Frequency of Communion

I have the privilege of regularly co-teaching a worship course at Wesley Seminary. The best part of teaching this course is coaching students as they develop an integration paper. In fact, I am spending this week reading my latest round of position papers. Every semester so far I have at least three students writing on communion, with at least one of them writing on the question of its frequency. How often should communion be celebrated? They invariably answer, “More often!” However, the practical question of how to increase frequency inevitably arises. Here’s a few stray thoughts on the matter for your consideration.

(1) Clarity of conviction. It seems to me that a pastor ought to have some clarity as to why he or she believes communion should be practiced more frequently. Usually we come to a position before we’ve work out all its kinks. So spending some time in reflection before a knee-jerk reaction is the better part of wisdom.

Wesley’s sermon on the duty of constant communion is as good as any place to start. The insight embedded in the way he structures his argument is to reply to a series of objections to more frequent practice. Although he does not answer every objection, he deals with a lot of the most common ones. It seems to me that if a minister desires to celebrate communion more frequently, he or she would be wise to formulate replies to anticipated objections, in order to be ready to respond calmly yet confidently to those who might resist.

Note well: I find that the more confident I am in my conviction, the more calm I respond to those with whom I disagree. And calmness seems appropriate in this case, for is not communion the sacrament of Christian unity? If so, then increasing its frequency ought not be an occasion for divisiveness.

(2) The priority of practice. Although clarifying one’s own convictions is a often a good personal starting point, I do not think that it is the best place to start in forming a community. The best way to change a community’s “views” is to change their practices. A community’s convictions are nearly always embedded in their common practices. Therefore, one cannot simply talk a different way of approaching the table into existence. But one can often subtly draw a community into a different view by inviting them to into a different sort of practice.

This invitation can take many forms. For instance, one could offer more frequent communion at a distinct venue. Or, one offer more frequent communion at a midweek service. Or, one could celebrate communion in a slightly different way, making it seem less redundant when frequency slowly increases. Or, one could celebrate communion very frequently for a season, perhaps Advent, Lent, Easter, or Pentecost (i.e., summer), treating it like a temporary experiment. You get the idea: there are lots of ways to increase the frequency of communion without having to first convince everyone that it is a good idea.

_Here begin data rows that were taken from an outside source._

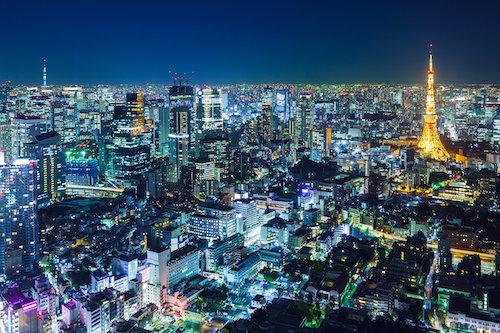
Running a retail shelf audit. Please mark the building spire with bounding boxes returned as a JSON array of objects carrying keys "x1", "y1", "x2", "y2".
[
  {"x1": 429, "y1": 44, "x2": 434, "y2": 73},
  {"x1": 43, "y1": 59, "x2": 47, "y2": 87},
  {"x1": 418, "y1": 44, "x2": 450, "y2": 161}
]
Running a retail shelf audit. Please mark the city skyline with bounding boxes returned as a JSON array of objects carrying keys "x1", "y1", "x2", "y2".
[
  {"x1": 0, "y1": 0, "x2": 500, "y2": 333},
  {"x1": 0, "y1": 1, "x2": 500, "y2": 85}
]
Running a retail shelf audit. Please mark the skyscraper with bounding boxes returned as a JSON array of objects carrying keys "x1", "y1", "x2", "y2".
[
  {"x1": 111, "y1": 92, "x2": 151, "y2": 184},
  {"x1": 27, "y1": 131, "x2": 64, "y2": 207},
  {"x1": 11, "y1": 114, "x2": 49, "y2": 160},
  {"x1": 169, "y1": 82, "x2": 193, "y2": 182},
  {"x1": 0, "y1": 159, "x2": 39, "y2": 274},
  {"x1": 196, "y1": 88, "x2": 223, "y2": 137},
  {"x1": 418, "y1": 47, "x2": 450, "y2": 161}
]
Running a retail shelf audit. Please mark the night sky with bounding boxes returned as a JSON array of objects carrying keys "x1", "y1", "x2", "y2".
[{"x1": 0, "y1": 0, "x2": 500, "y2": 84}]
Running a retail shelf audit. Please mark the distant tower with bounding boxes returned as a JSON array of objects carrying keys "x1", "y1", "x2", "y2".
[
  {"x1": 418, "y1": 46, "x2": 450, "y2": 161},
  {"x1": 43, "y1": 59, "x2": 47, "y2": 87}
]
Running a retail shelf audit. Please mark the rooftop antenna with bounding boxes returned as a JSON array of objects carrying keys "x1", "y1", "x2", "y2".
[{"x1": 43, "y1": 59, "x2": 47, "y2": 87}]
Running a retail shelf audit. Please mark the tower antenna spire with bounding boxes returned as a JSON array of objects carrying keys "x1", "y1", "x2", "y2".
[
  {"x1": 43, "y1": 59, "x2": 47, "y2": 87},
  {"x1": 429, "y1": 43, "x2": 434, "y2": 73},
  {"x1": 418, "y1": 44, "x2": 450, "y2": 161}
]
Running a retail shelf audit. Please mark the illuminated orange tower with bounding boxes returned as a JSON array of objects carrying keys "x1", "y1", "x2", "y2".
[{"x1": 418, "y1": 46, "x2": 450, "y2": 161}]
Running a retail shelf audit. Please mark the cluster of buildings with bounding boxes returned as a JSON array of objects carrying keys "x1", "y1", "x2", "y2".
[{"x1": 0, "y1": 50, "x2": 500, "y2": 333}]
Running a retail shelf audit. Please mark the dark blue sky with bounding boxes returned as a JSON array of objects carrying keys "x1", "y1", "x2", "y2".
[{"x1": 0, "y1": 0, "x2": 500, "y2": 84}]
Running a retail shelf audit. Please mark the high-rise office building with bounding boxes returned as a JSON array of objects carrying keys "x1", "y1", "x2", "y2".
[
  {"x1": 196, "y1": 88, "x2": 224, "y2": 140},
  {"x1": 111, "y1": 92, "x2": 151, "y2": 185},
  {"x1": 274, "y1": 88, "x2": 292, "y2": 123},
  {"x1": 259, "y1": 87, "x2": 274, "y2": 141},
  {"x1": 418, "y1": 47, "x2": 450, "y2": 160},
  {"x1": 158, "y1": 105, "x2": 171, "y2": 157},
  {"x1": 27, "y1": 131, "x2": 64, "y2": 207},
  {"x1": 0, "y1": 159, "x2": 39, "y2": 274},
  {"x1": 169, "y1": 83, "x2": 193, "y2": 182},
  {"x1": 11, "y1": 114, "x2": 49, "y2": 160},
  {"x1": 233, "y1": 199, "x2": 260, "y2": 245}
]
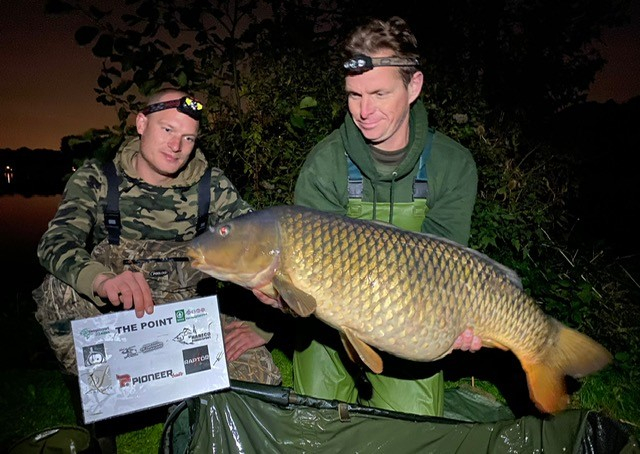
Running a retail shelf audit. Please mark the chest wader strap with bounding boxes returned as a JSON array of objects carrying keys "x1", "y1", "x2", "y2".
[
  {"x1": 102, "y1": 161, "x2": 122, "y2": 245},
  {"x1": 345, "y1": 128, "x2": 434, "y2": 200},
  {"x1": 102, "y1": 161, "x2": 211, "y2": 245},
  {"x1": 196, "y1": 167, "x2": 211, "y2": 236}
]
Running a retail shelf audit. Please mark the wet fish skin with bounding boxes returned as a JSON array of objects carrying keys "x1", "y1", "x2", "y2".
[{"x1": 189, "y1": 206, "x2": 612, "y2": 413}]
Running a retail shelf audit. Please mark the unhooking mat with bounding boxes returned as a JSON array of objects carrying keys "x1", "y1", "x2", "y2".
[{"x1": 160, "y1": 380, "x2": 640, "y2": 454}]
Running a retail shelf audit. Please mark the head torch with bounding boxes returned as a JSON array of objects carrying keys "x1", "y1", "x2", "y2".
[
  {"x1": 142, "y1": 96, "x2": 204, "y2": 121},
  {"x1": 343, "y1": 55, "x2": 420, "y2": 73}
]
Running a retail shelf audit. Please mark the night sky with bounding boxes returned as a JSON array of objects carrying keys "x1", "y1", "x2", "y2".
[{"x1": 0, "y1": 0, "x2": 640, "y2": 149}]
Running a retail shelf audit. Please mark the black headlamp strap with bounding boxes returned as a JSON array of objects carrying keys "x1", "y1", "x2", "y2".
[{"x1": 343, "y1": 55, "x2": 420, "y2": 72}]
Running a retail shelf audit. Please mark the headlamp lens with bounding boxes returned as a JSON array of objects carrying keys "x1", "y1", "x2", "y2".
[
  {"x1": 343, "y1": 55, "x2": 420, "y2": 73},
  {"x1": 142, "y1": 96, "x2": 204, "y2": 121}
]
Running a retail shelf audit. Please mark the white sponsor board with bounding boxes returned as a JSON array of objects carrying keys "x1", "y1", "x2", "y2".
[{"x1": 71, "y1": 296, "x2": 229, "y2": 423}]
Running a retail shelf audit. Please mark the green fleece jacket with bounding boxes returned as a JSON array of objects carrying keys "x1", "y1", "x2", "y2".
[{"x1": 294, "y1": 101, "x2": 478, "y2": 245}]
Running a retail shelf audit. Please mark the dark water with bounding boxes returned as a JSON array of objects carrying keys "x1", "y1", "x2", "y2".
[{"x1": 0, "y1": 194, "x2": 61, "y2": 309}]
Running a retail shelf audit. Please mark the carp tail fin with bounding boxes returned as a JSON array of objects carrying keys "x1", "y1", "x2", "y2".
[{"x1": 521, "y1": 320, "x2": 612, "y2": 413}]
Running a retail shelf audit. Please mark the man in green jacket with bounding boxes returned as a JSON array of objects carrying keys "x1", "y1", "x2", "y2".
[{"x1": 293, "y1": 17, "x2": 481, "y2": 416}]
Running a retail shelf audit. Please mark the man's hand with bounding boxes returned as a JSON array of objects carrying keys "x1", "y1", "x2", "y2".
[
  {"x1": 252, "y1": 289, "x2": 283, "y2": 310},
  {"x1": 93, "y1": 271, "x2": 153, "y2": 318},
  {"x1": 223, "y1": 320, "x2": 267, "y2": 362},
  {"x1": 453, "y1": 328, "x2": 482, "y2": 353}
]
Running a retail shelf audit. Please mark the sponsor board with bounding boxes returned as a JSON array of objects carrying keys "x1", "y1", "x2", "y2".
[{"x1": 71, "y1": 296, "x2": 229, "y2": 424}]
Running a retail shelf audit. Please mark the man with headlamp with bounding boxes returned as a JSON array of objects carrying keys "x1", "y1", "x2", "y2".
[
  {"x1": 34, "y1": 89, "x2": 281, "y2": 446},
  {"x1": 293, "y1": 17, "x2": 481, "y2": 416}
]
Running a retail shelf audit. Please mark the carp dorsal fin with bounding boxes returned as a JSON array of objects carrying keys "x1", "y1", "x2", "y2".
[
  {"x1": 340, "y1": 327, "x2": 382, "y2": 374},
  {"x1": 273, "y1": 273, "x2": 318, "y2": 317}
]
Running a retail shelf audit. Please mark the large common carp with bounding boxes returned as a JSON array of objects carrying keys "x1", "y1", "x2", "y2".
[{"x1": 189, "y1": 206, "x2": 611, "y2": 413}]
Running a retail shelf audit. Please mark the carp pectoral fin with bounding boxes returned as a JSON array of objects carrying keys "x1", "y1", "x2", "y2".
[
  {"x1": 340, "y1": 328, "x2": 382, "y2": 374},
  {"x1": 273, "y1": 274, "x2": 318, "y2": 317},
  {"x1": 482, "y1": 339, "x2": 509, "y2": 351}
]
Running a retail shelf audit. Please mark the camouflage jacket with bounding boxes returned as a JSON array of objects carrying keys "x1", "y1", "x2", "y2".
[{"x1": 37, "y1": 138, "x2": 251, "y2": 303}]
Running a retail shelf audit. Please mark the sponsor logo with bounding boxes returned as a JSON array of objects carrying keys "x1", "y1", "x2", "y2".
[
  {"x1": 176, "y1": 307, "x2": 207, "y2": 322},
  {"x1": 116, "y1": 374, "x2": 131, "y2": 388},
  {"x1": 120, "y1": 346, "x2": 138, "y2": 359},
  {"x1": 80, "y1": 327, "x2": 109, "y2": 339},
  {"x1": 140, "y1": 341, "x2": 164, "y2": 353},
  {"x1": 116, "y1": 369, "x2": 175, "y2": 388},
  {"x1": 82, "y1": 344, "x2": 107, "y2": 367},
  {"x1": 182, "y1": 345, "x2": 211, "y2": 375},
  {"x1": 173, "y1": 326, "x2": 211, "y2": 345}
]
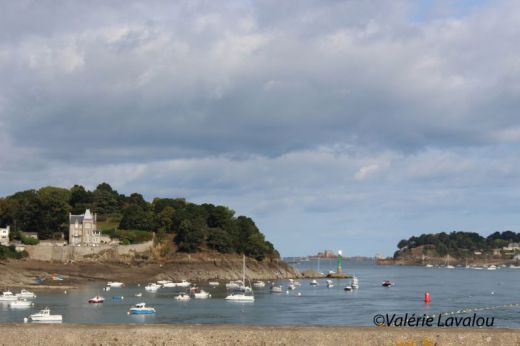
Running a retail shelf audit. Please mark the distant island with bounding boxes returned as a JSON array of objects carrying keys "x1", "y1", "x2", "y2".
[{"x1": 377, "y1": 231, "x2": 520, "y2": 265}]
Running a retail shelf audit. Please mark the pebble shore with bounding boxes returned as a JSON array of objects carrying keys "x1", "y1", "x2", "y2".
[{"x1": 0, "y1": 324, "x2": 520, "y2": 346}]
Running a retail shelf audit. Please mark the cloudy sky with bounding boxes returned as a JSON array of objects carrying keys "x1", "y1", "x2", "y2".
[{"x1": 0, "y1": 0, "x2": 520, "y2": 255}]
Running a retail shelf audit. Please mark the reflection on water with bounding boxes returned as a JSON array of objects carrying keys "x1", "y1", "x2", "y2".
[{"x1": 0, "y1": 261, "x2": 520, "y2": 328}]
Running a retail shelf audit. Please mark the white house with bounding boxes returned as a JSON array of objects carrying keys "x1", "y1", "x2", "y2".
[
  {"x1": 0, "y1": 226, "x2": 9, "y2": 246},
  {"x1": 69, "y1": 209, "x2": 101, "y2": 246}
]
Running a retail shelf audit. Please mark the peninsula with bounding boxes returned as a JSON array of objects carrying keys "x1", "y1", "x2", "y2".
[{"x1": 0, "y1": 183, "x2": 300, "y2": 287}]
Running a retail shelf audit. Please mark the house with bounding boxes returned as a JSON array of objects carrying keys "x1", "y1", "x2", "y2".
[
  {"x1": 504, "y1": 243, "x2": 520, "y2": 251},
  {"x1": 0, "y1": 226, "x2": 9, "y2": 246},
  {"x1": 69, "y1": 209, "x2": 101, "y2": 246}
]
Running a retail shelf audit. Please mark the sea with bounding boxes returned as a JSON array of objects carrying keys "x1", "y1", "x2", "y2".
[{"x1": 0, "y1": 259, "x2": 520, "y2": 328}]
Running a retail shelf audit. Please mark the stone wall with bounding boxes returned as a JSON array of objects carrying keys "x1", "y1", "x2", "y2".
[{"x1": 25, "y1": 240, "x2": 153, "y2": 262}]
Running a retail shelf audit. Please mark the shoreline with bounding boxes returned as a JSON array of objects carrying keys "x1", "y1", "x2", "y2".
[{"x1": 0, "y1": 324, "x2": 520, "y2": 346}]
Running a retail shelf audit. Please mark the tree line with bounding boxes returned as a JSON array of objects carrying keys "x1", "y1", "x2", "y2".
[
  {"x1": 397, "y1": 231, "x2": 520, "y2": 256},
  {"x1": 0, "y1": 183, "x2": 279, "y2": 260}
]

Note well: I have found that once people experience more frequent communion, especially if it is done well and with intentionality, they don’t want to go back to less frequent practice. So, ironically, the best way to increase demand is to strategically increase the supply.

(3) But teaching has its place too. The above is not meant to imply that one ought never teach on the sacrament of holy communion. Heaven forbid! I simply mean to suggest that we should start with existing practice, then move on to explicit teaching. This way has the distinct advantage of teaching in response to questions.

On the one hand, the minister may begin to ask questions. Did you notice anything different about the way we celebrated communion? Was it more meaningful this time than usual? Why do you think that was the case?

On the other hand, the congregation may begin to ask questions. Why did we do communion that way? What is the meaning of communion? Should I not be taking so often? Am I worthy of so frequent communion? What is really happening when I take holy communion? Whether they come from you or your people or both, questions are a fitting point of entry for reflection on the meaning of communion.

Note well: I have found that questions emerging from practice lead to more interested people and much deeper reflection. Sacramental theory can very quickly get technical, esoteric, and controversial when it is approached in the abstract. But when the meaning of the sacrament of communion is asked in the context of its practice, the theories thaw out and permeate a living conversation.

Well, there’s a few stray thoughts of mine. Any thoughts you’d like to add?


  • LawrenceWilson

    Good thoughts, John, especially your first point. I’m not sure that we (speaking of The Wesleyan Church) have had a crystal clear theology of worship so that adding (or increasing) certain elements can make for a hodgepodge. It’s confusing to people. Though many laypeople probably couldn’t state it as such, they feel a disconnect between this incarnational element and the Pneumatic experience that we more often present as “real worship.”